Morgan, who was serving in his fifth year as a member of the Arkansas Game and Fish Commission, was a devoted duck hunter. As far as commission business went, it seemed to be the only thing he cared about. He was obsessed with Bayou Meto Wildlife Management Area, and he was obsessed with restoring its glory as America's duck hunting showplace.
At 76, Morgan romanticized green tree duck hunting as a dignified gentleman's sport. He revered the experience. In his version of history, hunters of yesteryear respected the game, they respected the sport, and they respected each other. He often said that the modern public land duck hunter is a disgrace to the hunting culture. He characterized them as selfish and unethical, with no respect for the game or for the integrity of the sport.
He reviled the emphasis on killing and competition. He often drifted through the aisles at sporting goods stores listening to young braggarts share their latest testosterone-addled exploits. Boat racing spectacles, like the one that occurred this week at Dave Donaldson Black River Wildlife Management Area, disgusted him.
Morgan lamented the evolution of public land duck hunting as a race to any hole where someone heard shooting the day before. It's all about who has the fastest motor and who's willing to take the biggest risks in safety and sportsmanship.
Morgan considered non-resident hunters to be the core problem, and he believed they were responsible for driving Arkansas hunters away from Bayou Meto WMA. He believed that restoring decorum meant limiting non-resident access.
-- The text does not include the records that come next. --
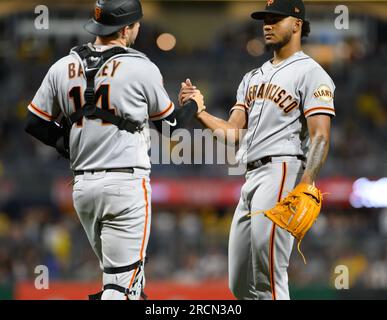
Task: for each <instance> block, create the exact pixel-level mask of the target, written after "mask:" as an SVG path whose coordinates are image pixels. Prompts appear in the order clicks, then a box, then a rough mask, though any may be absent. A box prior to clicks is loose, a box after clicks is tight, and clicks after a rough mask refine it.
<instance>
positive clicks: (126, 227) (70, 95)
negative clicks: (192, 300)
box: [26, 0, 204, 300]
mask: <svg viewBox="0 0 387 320" xmlns="http://www.w3.org/2000/svg"><path fill="white" fill-rule="evenodd" d="M142 16H143V13H142V7H141V4H140V2H139V0H105V1H104V0H98V1H97V2H96V5H95V9H94V17H93V18H92V19H91V20H89V21H88V22H87V23H86V25H85V29H86V30H87V31H88V32H89V33H91V34H93V35H96V40H95V42H94V43H93V44H91V43H89V44H85V45H82V46H79V47H75V48H73V49H72V50H71V51H70V54H69V55H67V56H65V57H64V58H62V59H60V60H59V61H58V62H56V63H55V64H54V65H53V66H52V67H51V68H50V69H49V71H48V73H47V75H46V76H45V78H44V80H43V82H42V84H41V86H40V88H39V90H38V91H37V93H36V95H35V97H34V98H33V100H32V102H31V103H30V104H29V106H28V110H29V112H28V119H27V123H26V131H27V132H28V133H30V134H31V135H33V136H34V137H36V138H37V139H39V140H41V141H42V142H44V143H45V144H47V145H49V146H52V147H55V148H56V149H57V150H58V152H60V153H61V154H62V155H63V156H65V157H68V158H69V159H70V166H71V169H72V171H73V174H74V186H73V200H74V207H75V209H76V212H77V214H78V216H79V219H80V221H81V223H82V226H83V228H84V230H85V231H86V234H87V237H88V239H89V241H90V244H91V246H92V248H93V250H94V252H95V254H96V255H97V257H98V259H99V261H100V266H101V268H102V270H103V287H102V291H101V292H100V293H98V294H95V295H91V296H90V298H91V299H102V300H113V299H114V300H138V299H140V296H141V295H142V293H143V289H144V286H145V276H144V263H145V257H146V249H147V245H148V239H149V231H150V224H151V187H150V184H149V174H150V168H151V165H150V159H149V156H148V149H149V147H150V141H149V136H150V135H149V132H148V131H149V127H148V121H149V120H151V121H152V122H153V123H154V125H155V126H156V128H157V129H158V130H159V131H160V132H161V131H162V129H163V128H165V126H168V127H169V130H166V132H169V133H172V132H173V131H174V130H175V129H177V128H180V127H183V126H185V124H186V122H188V121H189V120H190V119H192V118H193V117H194V116H195V115H196V113H198V112H200V111H201V108H203V107H204V106H203V97H202V96H201V95H200V94H196V95H191V98H192V99H193V100H192V99H191V100H189V102H188V103H187V104H186V105H185V106H184V107H183V108H179V109H178V110H175V108H174V104H173V103H172V102H171V100H170V98H169V97H168V94H167V92H166V91H165V89H164V87H163V81H162V76H161V74H160V71H159V69H158V68H157V66H156V65H155V64H153V63H152V62H151V61H150V60H149V59H148V58H147V57H146V56H145V55H144V54H143V53H141V52H138V51H136V50H133V49H131V48H130V45H131V44H133V43H134V41H135V39H136V37H137V34H138V31H139V27H140V22H139V21H140V19H141V18H142ZM60 119H61V120H60ZM58 122H60V124H61V125H59V124H58Z"/></svg>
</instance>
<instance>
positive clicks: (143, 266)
mask: <svg viewBox="0 0 387 320" xmlns="http://www.w3.org/2000/svg"><path fill="white" fill-rule="evenodd" d="M144 265H145V261H137V262H135V263H133V264H131V265H128V266H124V267H117V268H104V274H105V275H109V276H115V277H112V278H111V279H108V282H111V283H107V284H105V285H104V286H103V290H102V291H101V292H98V293H96V294H92V295H89V299H90V300H140V298H141V297H142V298H143V299H146V298H147V296H146V295H145V293H144V291H143V289H144V287H145V273H144ZM132 270H134V272H136V274H135V275H134V278H133V280H132V281H131V283H129V287H124V286H121V285H120V284H117V282H118V283H120V282H121V281H114V280H118V277H117V276H118V274H125V273H130V271H132ZM132 277H133V276H132ZM132 277H131V278H132ZM121 283H122V282H121Z"/></svg>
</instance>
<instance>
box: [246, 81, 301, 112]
mask: <svg viewBox="0 0 387 320" xmlns="http://www.w3.org/2000/svg"><path fill="white" fill-rule="evenodd" d="M257 99H264V100H271V101H273V102H274V103H275V104H276V105H277V106H278V107H279V108H281V109H282V110H283V111H284V112H285V113H288V112H290V111H292V110H293V109H295V108H297V107H298V105H299V103H298V101H297V100H296V99H295V98H294V97H293V96H292V95H291V94H289V93H288V92H287V91H286V90H285V89H283V88H282V87H281V86H279V85H277V84H274V83H261V84H260V85H253V86H250V87H249V88H248V90H247V95H246V103H247V105H250V104H251V103H252V102H253V101H254V100H257Z"/></svg>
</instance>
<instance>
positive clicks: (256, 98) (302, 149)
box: [231, 51, 335, 163]
mask: <svg viewBox="0 0 387 320" xmlns="http://www.w3.org/2000/svg"><path fill="white" fill-rule="evenodd" d="M334 90H335V85H334V83H333V81H332V79H331V78H330V77H329V75H328V74H327V73H326V72H325V71H324V69H323V68H322V67H321V66H320V65H319V64H318V63H317V62H316V61H314V60H313V59H312V58H311V57H309V56H308V55H306V54H305V53H303V52H301V51H300V52H297V53H295V54H294V55H292V56H291V57H289V58H288V59H286V60H285V61H283V62H282V63H280V64H278V65H275V66H274V65H273V64H272V63H271V62H270V61H267V62H266V63H264V64H263V65H262V67H260V68H258V69H255V70H253V71H251V72H249V73H247V74H246V75H245V76H244V78H243V80H242V82H241V84H240V85H239V88H238V92H237V102H236V104H235V106H234V107H233V108H232V109H231V112H232V111H233V110H235V109H241V110H245V111H246V112H248V128H247V133H246V135H245V136H244V141H243V143H242V147H241V149H240V150H239V152H238V158H239V160H240V161H241V162H243V163H244V162H251V161H254V160H258V159H261V158H263V157H265V156H280V155H294V156H297V155H306V154H307V151H308V142H309V137H308V130H307V126H306V120H305V119H306V118H307V117H309V116H311V115H313V114H316V113H324V114H328V115H332V116H334V115H335V109H334V105H333V93H334Z"/></svg>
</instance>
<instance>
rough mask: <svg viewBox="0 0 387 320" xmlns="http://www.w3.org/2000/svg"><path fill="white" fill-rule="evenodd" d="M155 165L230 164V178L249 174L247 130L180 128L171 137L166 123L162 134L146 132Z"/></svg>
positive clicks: (151, 130) (151, 160) (163, 128)
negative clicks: (246, 135) (248, 169)
mask: <svg viewBox="0 0 387 320" xmlns="http://www.w3.org/2000/svg"><path fill="white" fill-rule="evenodd" d="M144 131H145V133H144V134H145V136H146V139H149V140H150V141H148V143H149V144H148V146H149V147H150V158H151V162H152V164H166V165H169V164H176V165H181V164H196V165H197V164H217V165H229V168H228V173H229V175H241V174H243V173H245V171H246V164H245V163H246V154H247V153H246V152H245V151H244V150H246V141H245V139H243V137H244V135H245V133H246V130H245V129H235V130H234V129H227V130H222V129H217V130H214V131H212V130H210V129H193V130H188V129H184V128H181V129H177V130H175V131H174V132H173V133H172V135H171V133H170V131H171V129H170V127H169V126H168V125H165V124H163V126H162V132H161V134H160V133H159V132H158V131H157V130H155V129H152V128H149V129H146V130H144Z"/></svg>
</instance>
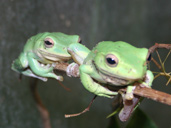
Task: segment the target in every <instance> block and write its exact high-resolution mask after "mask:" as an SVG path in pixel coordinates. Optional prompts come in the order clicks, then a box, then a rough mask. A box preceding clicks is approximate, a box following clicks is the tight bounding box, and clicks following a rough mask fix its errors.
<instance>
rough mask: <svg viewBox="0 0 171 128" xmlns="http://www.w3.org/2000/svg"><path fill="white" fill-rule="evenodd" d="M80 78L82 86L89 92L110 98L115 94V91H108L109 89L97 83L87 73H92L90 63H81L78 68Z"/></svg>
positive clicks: (104, 96) (96, 82) (98, 95)
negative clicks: (78, 69)
mask: <svg viewBox="0 0 171 128" xmlns="http://www.w3.org/2000/svg"><path fill="white" fill-rule="evenodd" d="M79 71H80V79H81V82H82V84H83V86H84V87H85V88H86V89H87V90H88V91H90V92H92V93H94V94H95V95H98V96H104V97H107V98H112V97H113V96H114V95H117V94H118V93H117V92H113V91H110V90H109V89H107V88H105V87H103V86H102V85H100V84H99V83H97V82H95V81H94V80H93V79H92V78H91V77H90V75H89V74H91V73H93V69H92V67H91V66H90V65H81V66H80V68H79Z"/></svg>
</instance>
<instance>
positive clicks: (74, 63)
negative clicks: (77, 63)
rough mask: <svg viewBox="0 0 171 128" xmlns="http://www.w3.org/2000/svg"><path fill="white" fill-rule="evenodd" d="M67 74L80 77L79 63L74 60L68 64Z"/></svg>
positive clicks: (67, 75)
mask: <svg viewBox="0 0 171 128" xmlns="http://www.w3.org/2000/svg"><path fill="white" fill-rule="evenodd" d="M66 74H67V76H69V77H79V75H80V74H79V65H78V64H77V63H74V62H73V63H71V64H70V65H68V67H67V70H66Z"/></svg>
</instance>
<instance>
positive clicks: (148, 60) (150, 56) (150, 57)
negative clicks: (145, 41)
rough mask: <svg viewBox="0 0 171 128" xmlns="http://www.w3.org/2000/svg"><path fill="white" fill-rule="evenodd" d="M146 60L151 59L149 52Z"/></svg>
mask: <svg viewBox="0 0 171 128" xmlns="http://www.w3.org/2000/svg"><path fill="white" fill-rule="evenodd" d="M147 61H151V53H150V54H148V57H147Z"/></svg>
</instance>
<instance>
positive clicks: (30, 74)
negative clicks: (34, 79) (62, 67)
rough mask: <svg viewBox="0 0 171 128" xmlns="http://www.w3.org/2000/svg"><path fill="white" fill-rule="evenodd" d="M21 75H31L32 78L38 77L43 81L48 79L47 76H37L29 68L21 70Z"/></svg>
mask: <svg viewBox="0 0 171 128" xmlns="http://www.w3.org/2000/svg"><path fill="white" fill-rule="evenodd" d="M21 73H22V74H23V75H26V76H29V77H33V78H37V79H40V80H42V81H44V82H46V81H47V80H48V79H47V78H45V77H41V76H37V75H35V74H34V73H33V72H32V71H31V70H30V69H27V70H25V71H23V72H21Z"/></svg>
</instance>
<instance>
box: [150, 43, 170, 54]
mask: <svg viewBox="0 0 171 128" xmlns="http://www.w3.org/2000/svg"><path fill="white" fill-rule="evenodd" d="M158 48H165V49H171V44H158V43H155V45H153V46H152V47H150V48H149V52H150V53H153V52H154V51H155V50H156V49H158Z"/></svg>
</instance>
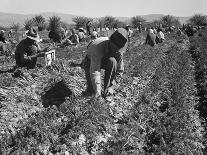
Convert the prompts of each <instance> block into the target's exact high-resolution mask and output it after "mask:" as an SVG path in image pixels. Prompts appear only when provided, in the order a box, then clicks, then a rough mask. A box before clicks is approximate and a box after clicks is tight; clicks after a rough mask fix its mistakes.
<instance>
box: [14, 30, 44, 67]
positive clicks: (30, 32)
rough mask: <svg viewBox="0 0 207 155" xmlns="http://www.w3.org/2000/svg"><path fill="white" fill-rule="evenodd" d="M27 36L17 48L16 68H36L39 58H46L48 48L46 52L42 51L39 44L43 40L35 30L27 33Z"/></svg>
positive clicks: (16, 48)
mask: <svg viewBox="0 0 207 155" xmlns="http://www.w3.org/2000/svg"><path fill="white" fill-rule="evenodd" d="M26 36H27V38H26V39H24V40H22V41H21V42H20V43H19V44H18V45H17V47H16V51H15V60H16V66H17V67H27V69H32V68H34V67H35V66H36V62H37V57H44V55H45V52H46V51H47V50H48V48H45V49H44V50H41V49H40V46H39V45H38V42H40V41H41V39H40V37H39V35H38V34H37V32H36V31H35V30H34V29H33V28H31V29H30V30H29V31H28V32H27V33H26Z"/></svg>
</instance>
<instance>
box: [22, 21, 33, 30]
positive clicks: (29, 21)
mask: <svg viewBox="0 0 207 155" xmlns="http://www.w3.org/2000/svg"><path fill="white" fill-rule="evenodd" d="M34 25H35V24H34V20H33V19H27V20H26V21H25V22H24V28H25V29H26V30H29V29H30V28H31V27H33V26H34Z"/></svg>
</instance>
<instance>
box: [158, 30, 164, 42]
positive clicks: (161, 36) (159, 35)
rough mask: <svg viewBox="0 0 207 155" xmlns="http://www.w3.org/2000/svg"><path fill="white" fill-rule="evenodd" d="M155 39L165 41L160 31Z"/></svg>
mask: <svg viewBox="0 0 207 155" xmlns="http://www.w3.org/2000/svg"><path fill="white" fill-rule="evenodd" d="M157 37H158V38H159V39H160V40H161V39H162V40H165V35H164V33H162V31H160V32H158V33H157Z"/></svg>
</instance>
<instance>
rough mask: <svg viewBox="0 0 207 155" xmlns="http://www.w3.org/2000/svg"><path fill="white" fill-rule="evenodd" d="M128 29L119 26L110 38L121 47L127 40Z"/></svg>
mask: <svg viewBox="0 0 207 155" xmlns="http://www.w3.org/2000/svg"><path fill="white" fill-rule="evenodd" d="M127 36H128V34H127V31H126V30H125V29H124V28H118V29H117V30H116V31H115V32H114V33H113V34H112V35H111V37H110V38H109V40H110V41H111V42H113V43H114V44H115V45H116V46H117V47H118V48H119V49H121V48H122V47H124V45H125V44H126V42H127Z"/></svg>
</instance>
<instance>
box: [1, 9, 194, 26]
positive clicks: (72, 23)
mask: <svg viewBox="0 0 207 155" xmlns="http://www.w3.org/2000/svg"><path fill="white" fill-rule="evenodd" d="M39 14H41V15H43V16H44V17H45V18H46V19H49V17H51V16H54V15H56V16H59V17H60V18H61V19H62V21H64V22H67V23H68V24H73V21H72V19H73V18H74V17H76V15H72V14H63V13H54V12H44V13H39ZM39 14H14V13H1V12H0V26H10V25H12V24H13V23H19V24H21V25H22V26H23V24H24V22H25V20H27V19H31V18H33V17H34V16H35V15H39ZM163 16H164V15H162V14H149V15H141V17H143V18H145V19H146V20H147V21H148V22H151V21H153V20H155V19H160V18H162V17H163ZM116 18H117V19H119V20H121V21H124V22H129V21H130V17H116ZM189 18H190V17H178V19H179V20H180V22H181V23H186V22H187V20H188V19H189Z"/></svg>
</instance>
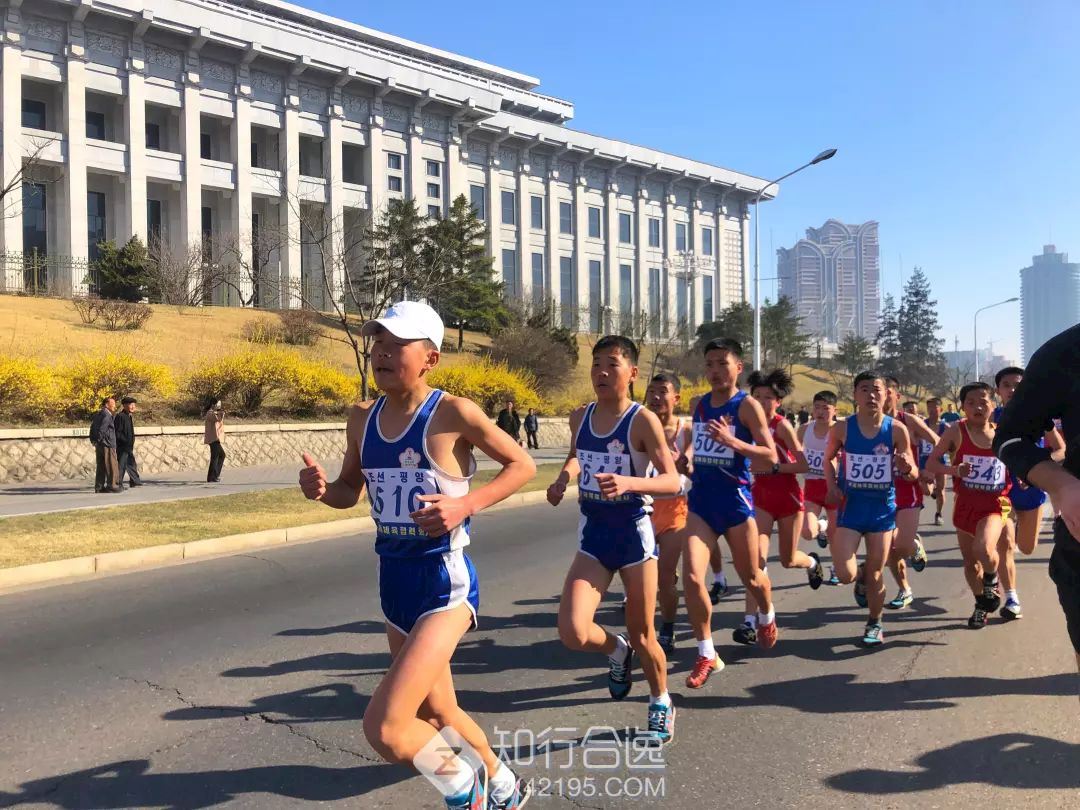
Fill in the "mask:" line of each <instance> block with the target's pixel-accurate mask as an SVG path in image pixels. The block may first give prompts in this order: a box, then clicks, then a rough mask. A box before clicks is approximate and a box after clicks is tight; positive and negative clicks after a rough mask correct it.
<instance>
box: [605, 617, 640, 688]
mask: <svg viewBox="0 0 1080 810" xmlns="http://www.w3.org/2000/svg"><path fill="white" fill-rule="evenodd" d="M619 637H620V638H621V639H622V640H623V642H624V643H625V644H626V654H625V656H623V657H622V661H618V662H617V661H616V660H615V659H611V658H609V659H608V693H609V694H610V696H611V700H622V699H623V698H625V697H626V696H627V694H630V684H631V677H630V671H631V669H632V665H633V663H634V648H633V647H631V646H630V639H629V638H626V636H625V635H624V634H623V633H620V634H619Z"/></svg>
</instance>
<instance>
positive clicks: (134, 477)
mask: <svg viewBox="0 0 1080 810" xmlns="http://www.w3.org/2000/svg"><path fill="white" fill-rule="evenodd" d="M117 467H118V468H119V469H120V477H119V481H118V482H117V486H123V483H124V473H126V474H127V483H129V486H133V487H137V486H140V485H141V484H143V478H141V476H139V474H138V461H136V460H135V448H134V447H118V448H117Z"/></svg>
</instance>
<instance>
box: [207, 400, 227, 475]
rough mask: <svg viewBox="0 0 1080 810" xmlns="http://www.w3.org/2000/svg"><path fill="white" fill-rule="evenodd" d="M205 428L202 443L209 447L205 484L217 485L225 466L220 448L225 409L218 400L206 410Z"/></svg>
mask: <svg viewBox="0 0 1080 810" xmlns="http://www.w3.org/2000/svg"><path fill="white" fill-rule="evenodd" d="M205 427H206V430H205V431H204V433H203V443H204V444H207V445H210V468H208V469H207V470H206V482H207V483H208V484H217V483H219V482H220V481H221V468H222V467H224V465H225V448H224V447H222V446H221V441H222V440H224V438H225V408H222V407H221V401H220V400H217V401H216V402H214V403H212V404H211V406H210V407H208V408H206V421H205Z"/></svg>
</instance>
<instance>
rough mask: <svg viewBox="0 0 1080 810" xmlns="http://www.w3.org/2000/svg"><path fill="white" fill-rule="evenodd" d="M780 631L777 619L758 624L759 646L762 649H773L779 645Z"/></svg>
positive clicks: (758, 637)
mask: <svg viewBox="0 0 1080 810" xmlns="http://www.w3.org/2000/svg"><path fill="white" fill-rule="evenodd" d="M779 635H780V633H779V632H778V631H777V620H775V619H773V620H772V621H771V622H769V623H768V624H758V625H757V646H758V647H760V648H761V649H762V650H771V649H772V648H773V647H775V646H777V636H779Z"/></svg>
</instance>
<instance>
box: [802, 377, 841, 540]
mask: <svg viewBox="0 0 1080 810" xmlns="http://www.w3.org/2000/svg"><path fill="white" fill-rule="evenodd" d="M835 422H836V394H835V393H834V392H832V391H819V392H818V393H815V394H814V395H813V421H811V422H809V423H808V424H804V426H802V427H801V428H799V432H798V437H799V442H801V443H802V449H804V453H805V454H806V457H807V464H808V467H809V471H808V472H807V475H806V481H805V483H804V487H802V489H804V492H805V495H806V507H807V511H806V522H805V523H804V524H802V539H804V540H810V539H811V538H816V540H818V546H819V548H821V549H827V548H828V543H829V540H832V539H833V535H834V534H835V531H836V509H837V507H838V505H839V504H838V503H835V502H834V501H831V500H829V499H828V489H827V487H826V486H825V471H824V469H823V467H822V464H823V462H824V460H825V442H826V441H827V440H828V431H829V429H831V428H832V427H833V424H834V423H835ZM822 510H825V517H823V518H821V519H819V517H818V515H820V514H821V511H822Z"/></svg>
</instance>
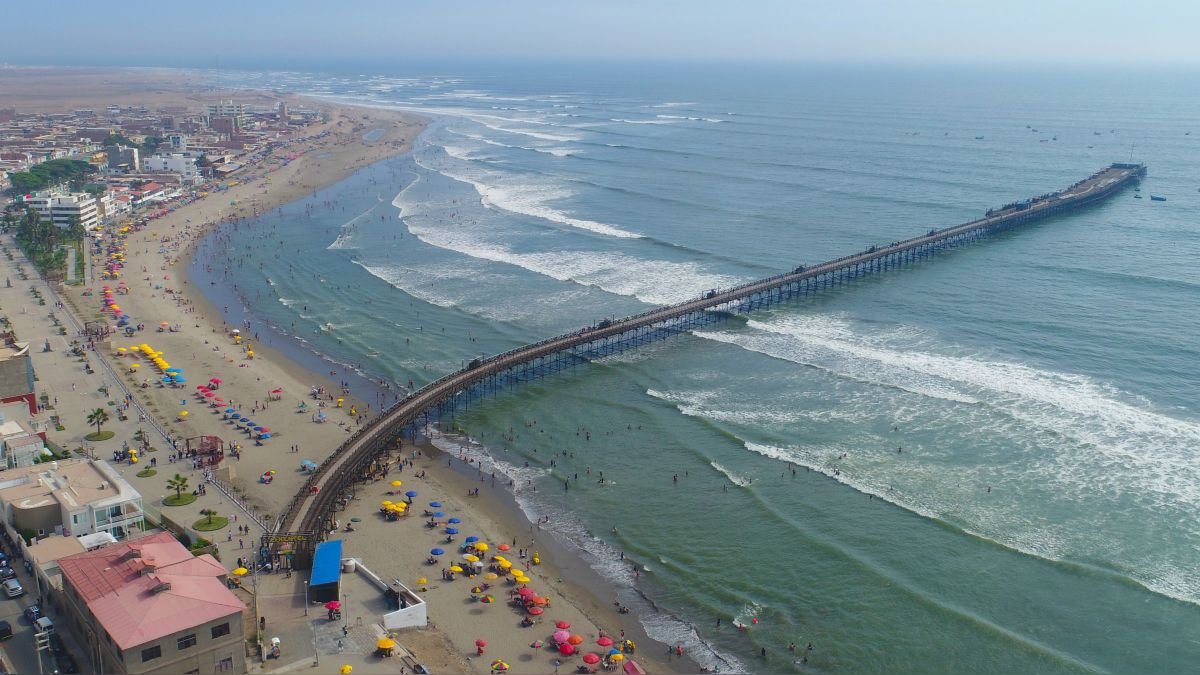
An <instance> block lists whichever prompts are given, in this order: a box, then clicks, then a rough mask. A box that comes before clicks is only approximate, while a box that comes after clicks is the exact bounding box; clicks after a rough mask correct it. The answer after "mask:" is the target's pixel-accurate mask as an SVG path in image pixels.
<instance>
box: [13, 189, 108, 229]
mask: <svg viewBox="0 0 1200 675" xmlns="http://www.w3.org/2000/svg"><path fill="white" fill-rule="evenodd" d="M25 205H26V207H30V208H31V209H34V210H35V211H37V215H40V216H42V220H48V221H50V222H53V223H54V225H56V226H59V227H62V228H66V227H70V226H71V220H72V219H79V222H80V223H82V225H83V226H84V228H85V229H95V228H96V226H97V223H98V222H100V216H98V214H97V213H96V198H95V197H92V196H91V195H88V193H86V192H73V193H71V195H46V193H42V192H38V193H36V195H35V196H32V197H30V198H28V199H25Z"/></svg>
With virtually zero support, he convinced the commission to enact regulations limiting non-residents to 30 days of access to certain WMAs it was divided to 10 days per segment. They also have to buy a 5-day non-resident WMA waterfowl permit for $30.50. He pushed for strict boating regulations designed to end the daily 4 a.m. boat races at Bayou Meto to reach the choicest hunting holes
Morgan also cared deeply about the ability of green tree reservoirs to attract and hold ducks. He convinced the commission to enact a regulation requiring duck hunters to be off Bayou Meto and Dave Donaldson WMAs by noon so that ducks could settle in for the day and rest. Almost everyone that owns private duck water leaves the woods no later than 9 a.m. The hunting in private woods is fantastic, and Morgan believed public land hunters had a right to enjoy a comparable hunting experience.
The sharpest rock in Morgan's boot was Halowell Reservoir, the central water body at Bayou Meto. It infuriated him that the Game and Fish Commission converted Halowell from a buckbrush reservoir to a moist soil feeding area in 2007.
"Halowell in its heyday was always a duck hotel, not a restaurant," Morgan fumed constantly. Morgan often recalled how in it's glory days, the din of ducks at Halowell was so loud at night that you could hardly sleep if you were in a cabin anywhere nearby. I remember those days too from the 1980s, and I know that it is still that way nearby at Hampton Reservoir.
Finally, Morgan groused incessantly about the inability to get water off Bayou Meto in the springtime. The pump station at Reydell that wasn't hooked up to electricity was the bane of his existence. It has power now, but no way to get water to it. That is being fixed, too.
"I once told Morgan, 'Joe, there's a lot more to Arkansas than just Bayou Meto. You're going to marginalize yourself with the rest of the commission.' "
He said, "I'm not a turkey hunter. On turkey matters I trust the wisdom on the turkey people. I'm not a big deer hunter, either. On deer matters I trust the wisdom of the deer people, but let me tell you something. If we don't straighten out that mess at Bayou Meto, we are going to lose our crown jewel of duck hunting in the South!"
I was wrong. Morgan staked his service on one issue. History will show that he made a big difference.